Planned improvements: AI-enahnced domain-specific auto-linking.
🌎 An Intuitive Example, from Geographic Information Science (GIS)
The glue-based "airplane" demo, explains how to link a table containing data on planes' 3D flight paths to maps. Straighforward "identity" linking on coordinates, is shown at minute 1:35 of the associated "Learn to fly glue, fast" video. If you're impatient & have great eyesight, see the gif↓.
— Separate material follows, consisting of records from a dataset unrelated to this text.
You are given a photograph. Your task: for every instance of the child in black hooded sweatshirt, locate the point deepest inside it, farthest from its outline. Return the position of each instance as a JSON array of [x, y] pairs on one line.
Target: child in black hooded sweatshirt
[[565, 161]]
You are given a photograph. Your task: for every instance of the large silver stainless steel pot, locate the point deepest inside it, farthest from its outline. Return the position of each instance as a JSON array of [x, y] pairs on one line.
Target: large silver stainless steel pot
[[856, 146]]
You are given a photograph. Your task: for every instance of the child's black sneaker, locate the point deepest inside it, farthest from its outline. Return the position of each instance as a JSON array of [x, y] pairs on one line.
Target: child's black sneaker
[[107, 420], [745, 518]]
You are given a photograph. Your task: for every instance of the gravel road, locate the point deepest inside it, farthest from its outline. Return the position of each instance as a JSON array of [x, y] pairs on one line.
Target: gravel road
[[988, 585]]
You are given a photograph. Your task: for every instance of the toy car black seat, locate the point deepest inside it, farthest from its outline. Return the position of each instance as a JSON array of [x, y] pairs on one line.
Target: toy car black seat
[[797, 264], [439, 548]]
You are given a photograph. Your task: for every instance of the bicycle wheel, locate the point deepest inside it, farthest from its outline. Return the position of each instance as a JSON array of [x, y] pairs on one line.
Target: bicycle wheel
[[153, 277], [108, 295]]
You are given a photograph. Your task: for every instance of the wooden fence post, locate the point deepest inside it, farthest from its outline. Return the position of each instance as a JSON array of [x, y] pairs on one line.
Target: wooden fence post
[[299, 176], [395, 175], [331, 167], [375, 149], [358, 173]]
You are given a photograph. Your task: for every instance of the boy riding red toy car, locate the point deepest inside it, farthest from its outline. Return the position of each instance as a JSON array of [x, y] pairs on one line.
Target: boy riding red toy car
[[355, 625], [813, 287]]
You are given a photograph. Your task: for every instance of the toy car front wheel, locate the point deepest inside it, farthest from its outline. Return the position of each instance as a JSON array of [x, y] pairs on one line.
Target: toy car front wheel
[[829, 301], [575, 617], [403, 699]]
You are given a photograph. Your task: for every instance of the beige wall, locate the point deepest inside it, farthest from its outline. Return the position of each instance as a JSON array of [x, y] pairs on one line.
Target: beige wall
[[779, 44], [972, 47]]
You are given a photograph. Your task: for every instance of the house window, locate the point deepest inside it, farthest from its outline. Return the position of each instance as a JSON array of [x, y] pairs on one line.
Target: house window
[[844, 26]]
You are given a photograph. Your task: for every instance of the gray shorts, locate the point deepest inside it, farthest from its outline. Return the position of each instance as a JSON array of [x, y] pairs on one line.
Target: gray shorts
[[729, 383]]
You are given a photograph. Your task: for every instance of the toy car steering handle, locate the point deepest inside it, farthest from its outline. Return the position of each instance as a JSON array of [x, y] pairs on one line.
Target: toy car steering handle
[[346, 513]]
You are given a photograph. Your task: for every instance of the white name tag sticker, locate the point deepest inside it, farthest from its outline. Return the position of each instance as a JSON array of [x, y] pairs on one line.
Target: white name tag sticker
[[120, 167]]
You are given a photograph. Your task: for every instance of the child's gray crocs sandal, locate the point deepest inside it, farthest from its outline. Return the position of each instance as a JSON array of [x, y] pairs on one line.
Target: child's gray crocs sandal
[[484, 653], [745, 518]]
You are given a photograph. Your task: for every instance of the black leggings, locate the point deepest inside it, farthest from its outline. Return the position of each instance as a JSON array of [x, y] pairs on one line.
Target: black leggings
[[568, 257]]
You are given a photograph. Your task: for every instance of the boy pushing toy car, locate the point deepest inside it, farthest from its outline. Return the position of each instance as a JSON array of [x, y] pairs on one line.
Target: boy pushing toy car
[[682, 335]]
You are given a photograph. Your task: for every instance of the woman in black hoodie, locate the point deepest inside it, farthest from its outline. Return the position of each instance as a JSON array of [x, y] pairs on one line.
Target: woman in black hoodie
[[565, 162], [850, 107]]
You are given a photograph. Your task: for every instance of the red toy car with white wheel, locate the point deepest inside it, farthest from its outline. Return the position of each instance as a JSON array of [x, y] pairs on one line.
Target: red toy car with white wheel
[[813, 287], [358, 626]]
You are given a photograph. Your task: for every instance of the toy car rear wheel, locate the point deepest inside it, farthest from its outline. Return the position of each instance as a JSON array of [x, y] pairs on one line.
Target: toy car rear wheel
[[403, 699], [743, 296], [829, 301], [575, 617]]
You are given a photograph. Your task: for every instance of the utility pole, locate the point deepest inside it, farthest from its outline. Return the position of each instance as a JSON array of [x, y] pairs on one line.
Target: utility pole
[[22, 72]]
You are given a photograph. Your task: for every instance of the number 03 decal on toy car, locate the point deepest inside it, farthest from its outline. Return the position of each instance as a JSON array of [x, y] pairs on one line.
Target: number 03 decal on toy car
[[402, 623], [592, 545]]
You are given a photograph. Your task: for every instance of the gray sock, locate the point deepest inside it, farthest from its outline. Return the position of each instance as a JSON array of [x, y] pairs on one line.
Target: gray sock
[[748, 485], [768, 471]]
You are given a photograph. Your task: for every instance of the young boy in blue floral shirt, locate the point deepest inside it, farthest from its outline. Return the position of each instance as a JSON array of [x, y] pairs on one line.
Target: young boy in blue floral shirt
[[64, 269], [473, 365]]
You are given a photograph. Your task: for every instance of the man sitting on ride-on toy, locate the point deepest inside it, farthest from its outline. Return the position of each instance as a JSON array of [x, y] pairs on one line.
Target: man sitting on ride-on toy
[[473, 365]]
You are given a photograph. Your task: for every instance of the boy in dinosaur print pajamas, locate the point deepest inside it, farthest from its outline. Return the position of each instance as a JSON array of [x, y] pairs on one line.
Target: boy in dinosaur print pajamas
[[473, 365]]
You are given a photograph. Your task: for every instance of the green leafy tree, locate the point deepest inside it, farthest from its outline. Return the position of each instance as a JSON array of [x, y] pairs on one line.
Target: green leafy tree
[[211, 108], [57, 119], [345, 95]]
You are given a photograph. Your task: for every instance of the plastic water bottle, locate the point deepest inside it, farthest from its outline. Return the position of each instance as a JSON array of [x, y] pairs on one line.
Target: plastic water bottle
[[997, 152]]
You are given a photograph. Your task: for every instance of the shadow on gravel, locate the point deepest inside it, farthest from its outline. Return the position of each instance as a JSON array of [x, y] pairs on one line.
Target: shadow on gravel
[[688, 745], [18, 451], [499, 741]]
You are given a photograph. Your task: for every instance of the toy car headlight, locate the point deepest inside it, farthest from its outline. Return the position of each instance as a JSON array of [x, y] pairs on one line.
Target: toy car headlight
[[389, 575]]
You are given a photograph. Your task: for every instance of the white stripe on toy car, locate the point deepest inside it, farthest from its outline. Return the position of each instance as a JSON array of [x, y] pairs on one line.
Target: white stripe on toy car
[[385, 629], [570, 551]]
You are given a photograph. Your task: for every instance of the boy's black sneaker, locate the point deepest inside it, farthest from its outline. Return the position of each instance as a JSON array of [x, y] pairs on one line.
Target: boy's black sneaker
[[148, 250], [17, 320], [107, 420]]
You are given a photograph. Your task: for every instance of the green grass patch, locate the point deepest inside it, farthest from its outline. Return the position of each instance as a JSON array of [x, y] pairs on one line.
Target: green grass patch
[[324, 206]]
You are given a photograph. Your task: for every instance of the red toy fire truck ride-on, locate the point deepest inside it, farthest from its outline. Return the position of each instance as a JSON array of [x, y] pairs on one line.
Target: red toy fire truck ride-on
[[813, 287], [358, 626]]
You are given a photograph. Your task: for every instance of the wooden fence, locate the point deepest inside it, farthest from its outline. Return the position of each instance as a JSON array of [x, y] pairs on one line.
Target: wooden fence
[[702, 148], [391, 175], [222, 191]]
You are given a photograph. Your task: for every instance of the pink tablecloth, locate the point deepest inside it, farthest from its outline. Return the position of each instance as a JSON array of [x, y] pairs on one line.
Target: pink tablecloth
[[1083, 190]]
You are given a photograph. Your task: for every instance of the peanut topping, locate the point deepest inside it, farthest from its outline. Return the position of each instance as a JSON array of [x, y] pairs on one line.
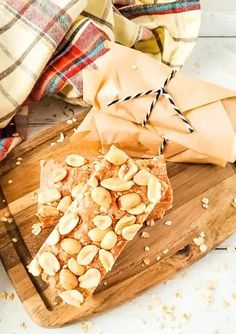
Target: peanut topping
[[96, 234], [107, 259], [34, 267], [93, 182], [129, 232], [67, 280], [101, 197], [90, 279], [127, 172], [87, 254], [129, 201], [71, 246], [123, 222], [72, 297], [54, 237], [59, 174], [102, 222], [142, 177], [64, 204], [46, 210], [116, 156], [49, 263], [67, 223], [116, 184], [75, 160], [76, 191], [49, 195], [109, 240], [75, 267]]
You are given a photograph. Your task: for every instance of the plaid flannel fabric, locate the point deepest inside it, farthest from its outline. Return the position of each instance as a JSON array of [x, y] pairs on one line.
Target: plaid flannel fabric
[[45, 45]]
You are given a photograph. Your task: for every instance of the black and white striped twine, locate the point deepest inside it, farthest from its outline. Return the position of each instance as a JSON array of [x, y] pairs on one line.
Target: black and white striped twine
[[158, 92]]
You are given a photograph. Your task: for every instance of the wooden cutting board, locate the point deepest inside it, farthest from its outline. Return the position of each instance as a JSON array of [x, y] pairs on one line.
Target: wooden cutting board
[[129, 276]]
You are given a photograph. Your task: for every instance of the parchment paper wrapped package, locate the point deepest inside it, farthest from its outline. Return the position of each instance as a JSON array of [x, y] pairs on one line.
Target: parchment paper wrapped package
[[210, 109]]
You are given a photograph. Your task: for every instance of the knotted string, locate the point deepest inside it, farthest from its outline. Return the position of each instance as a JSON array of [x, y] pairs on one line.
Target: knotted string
[[158, 92]]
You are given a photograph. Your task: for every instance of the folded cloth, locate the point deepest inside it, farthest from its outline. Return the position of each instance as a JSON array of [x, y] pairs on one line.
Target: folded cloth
[[45, 44], [210, 109]]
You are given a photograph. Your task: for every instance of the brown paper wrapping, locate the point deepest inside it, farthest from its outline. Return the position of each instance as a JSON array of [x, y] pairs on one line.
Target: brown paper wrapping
[[210, 109]]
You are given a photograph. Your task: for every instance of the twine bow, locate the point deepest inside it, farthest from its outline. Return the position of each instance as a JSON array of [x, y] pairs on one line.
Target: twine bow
[[158, 92]]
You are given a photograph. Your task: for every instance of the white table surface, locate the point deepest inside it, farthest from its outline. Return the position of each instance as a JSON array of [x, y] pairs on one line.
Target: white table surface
[[208, 289]]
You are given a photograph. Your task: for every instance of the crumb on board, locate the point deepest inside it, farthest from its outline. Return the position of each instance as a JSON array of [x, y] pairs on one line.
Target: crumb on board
[[145, 235], [165, 251], [22, 325], [231, 249], [168, 223], [86, 326], [146, 261]]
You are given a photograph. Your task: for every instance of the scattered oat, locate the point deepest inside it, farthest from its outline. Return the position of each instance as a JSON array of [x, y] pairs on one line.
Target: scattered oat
[[211, 285], [231, 249], [203, 248], [143, 321], [145, 235], [165, 251], [234, 295], [22, 325], [61, 138], [178, 295], [187, 315], [146, 261], [205, 200], [234, 202], [168, 223], [10, 296], [225, 304], [36, 228], [86, 326]]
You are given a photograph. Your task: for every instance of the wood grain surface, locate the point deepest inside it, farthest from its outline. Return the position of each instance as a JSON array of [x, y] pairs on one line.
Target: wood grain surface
[[129, 276]]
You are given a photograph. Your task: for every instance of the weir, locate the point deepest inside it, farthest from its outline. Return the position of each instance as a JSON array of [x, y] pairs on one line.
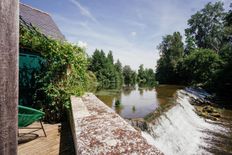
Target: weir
[[97, 129], [180, 130]]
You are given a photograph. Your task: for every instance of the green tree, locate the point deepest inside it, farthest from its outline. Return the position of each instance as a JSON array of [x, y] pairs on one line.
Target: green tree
[[107, 75], [171, 50], [129, 76], [118, 67], [206, 27], [141, 76], [199, 67], [146, 77], [223, 81]]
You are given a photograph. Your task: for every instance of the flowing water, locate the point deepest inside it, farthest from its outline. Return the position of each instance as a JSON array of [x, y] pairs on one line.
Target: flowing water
[[177, 129]]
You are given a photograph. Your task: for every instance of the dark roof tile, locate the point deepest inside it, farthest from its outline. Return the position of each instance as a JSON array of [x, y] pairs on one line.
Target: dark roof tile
[[41, 20]]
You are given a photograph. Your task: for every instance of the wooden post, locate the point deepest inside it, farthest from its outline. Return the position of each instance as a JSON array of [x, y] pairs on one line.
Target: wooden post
[[9, 36]]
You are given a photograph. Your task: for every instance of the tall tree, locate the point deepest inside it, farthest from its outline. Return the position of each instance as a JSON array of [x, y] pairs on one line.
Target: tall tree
[[110, 57], [129, 76], [171, 50], [9, 34], [206, 27]]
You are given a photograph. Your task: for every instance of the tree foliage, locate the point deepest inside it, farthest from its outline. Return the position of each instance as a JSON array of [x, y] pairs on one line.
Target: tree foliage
[[171, 50], [208, 52], [206, 27], [63, 72], [129, 75], [108, 75], [146, 77]]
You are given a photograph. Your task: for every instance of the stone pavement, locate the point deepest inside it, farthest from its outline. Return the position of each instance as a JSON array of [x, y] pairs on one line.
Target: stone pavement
[[99, 130]]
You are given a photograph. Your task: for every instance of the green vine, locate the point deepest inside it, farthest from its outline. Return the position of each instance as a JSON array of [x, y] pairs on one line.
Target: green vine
[[63, 72]]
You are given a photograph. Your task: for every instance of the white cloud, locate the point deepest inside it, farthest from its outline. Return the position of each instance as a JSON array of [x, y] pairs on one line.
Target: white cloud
[[84, 11], [133, 33]]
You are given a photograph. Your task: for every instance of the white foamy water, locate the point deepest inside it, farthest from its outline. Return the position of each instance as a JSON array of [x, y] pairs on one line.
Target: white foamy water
[[180, 130]]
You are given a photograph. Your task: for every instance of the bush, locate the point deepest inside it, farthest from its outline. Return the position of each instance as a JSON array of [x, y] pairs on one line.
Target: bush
[[63, 72], [200, 67]]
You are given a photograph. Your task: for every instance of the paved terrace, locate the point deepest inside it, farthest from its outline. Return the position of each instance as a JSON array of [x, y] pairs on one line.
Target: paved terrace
[[97, 129]]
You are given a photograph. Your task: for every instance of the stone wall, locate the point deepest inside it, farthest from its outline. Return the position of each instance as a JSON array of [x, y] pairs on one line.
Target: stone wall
[[97, 129]]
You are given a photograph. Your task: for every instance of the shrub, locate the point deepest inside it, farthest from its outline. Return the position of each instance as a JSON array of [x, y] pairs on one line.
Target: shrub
[[63, 72]]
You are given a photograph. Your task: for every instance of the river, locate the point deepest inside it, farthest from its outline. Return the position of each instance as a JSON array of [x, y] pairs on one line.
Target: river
[[176, 127]]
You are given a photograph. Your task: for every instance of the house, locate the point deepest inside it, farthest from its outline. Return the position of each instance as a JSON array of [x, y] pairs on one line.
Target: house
[[29, 61]]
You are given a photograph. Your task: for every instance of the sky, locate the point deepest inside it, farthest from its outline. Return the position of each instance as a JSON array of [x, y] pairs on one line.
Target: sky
[[132, 29]]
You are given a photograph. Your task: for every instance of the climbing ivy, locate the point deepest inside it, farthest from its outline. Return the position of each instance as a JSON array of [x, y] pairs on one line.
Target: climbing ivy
[[63, 72]]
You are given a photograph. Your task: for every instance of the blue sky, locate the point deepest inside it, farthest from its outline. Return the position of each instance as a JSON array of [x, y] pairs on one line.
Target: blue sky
[[132, 29]]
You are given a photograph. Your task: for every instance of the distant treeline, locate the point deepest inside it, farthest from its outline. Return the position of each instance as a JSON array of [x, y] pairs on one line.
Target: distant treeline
[[206, 58], [112, 75]]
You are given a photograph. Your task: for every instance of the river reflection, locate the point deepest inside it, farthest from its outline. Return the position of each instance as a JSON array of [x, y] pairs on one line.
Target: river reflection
[[138, 102]]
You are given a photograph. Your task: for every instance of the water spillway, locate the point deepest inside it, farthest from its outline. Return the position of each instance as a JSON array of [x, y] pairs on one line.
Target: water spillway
[[180, 130]]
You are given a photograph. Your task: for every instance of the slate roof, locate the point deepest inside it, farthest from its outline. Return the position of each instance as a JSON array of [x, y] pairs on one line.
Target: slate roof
[[42, 20]]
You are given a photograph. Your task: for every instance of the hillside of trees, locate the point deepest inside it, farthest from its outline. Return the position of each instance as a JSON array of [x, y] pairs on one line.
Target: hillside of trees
[[113, 75], [206, 58]]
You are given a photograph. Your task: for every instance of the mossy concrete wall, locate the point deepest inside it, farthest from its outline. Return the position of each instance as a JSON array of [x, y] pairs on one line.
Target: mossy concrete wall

🪐 An example of high-dimensional data, from Astronomy
Often times, astronomers just want to combine tabular data with images (akin to satellite maps), not unlike the "airplane" example above. But, some astronomers are also lucky enough to have "3D" data, and sometimes even 3D measurements as a function of time. Thus, a variety of formats: tabular; 2D images; 3D cubes, sometimes in a variety of coordinate systems, are often used in a single investigation. The screenshots you can open below show the many data sets linked together in glue by Bialy et al. (2021) in their discovery of the "Perseus-Taurus Supershell" described in the video here, which described the associated discovery.
Identity links (even if variable names don't match)
Some of the "3D" data used in the PerTau study were "position-position-velocity" cubes, so they are linked on two spatial coordinates, and also on velocity, called "vrad" in one data set and "vopt" in the other. The expert user knows that these variable names mean the same thing, and can just manually establish a link, ignoring the different names.
"Advanced" links, e.g. coordinate transformations
Astronomy coordinate systems can be annoying, owing to the messy spherical geometry and time-dependence needed to convert amongst them. In the version of glue used by astronomers, many of these transformation functions can be accessed direcly from the linking interface, which offers some "advanced" links by default. Users can also define their own links, of arbitrary complexity.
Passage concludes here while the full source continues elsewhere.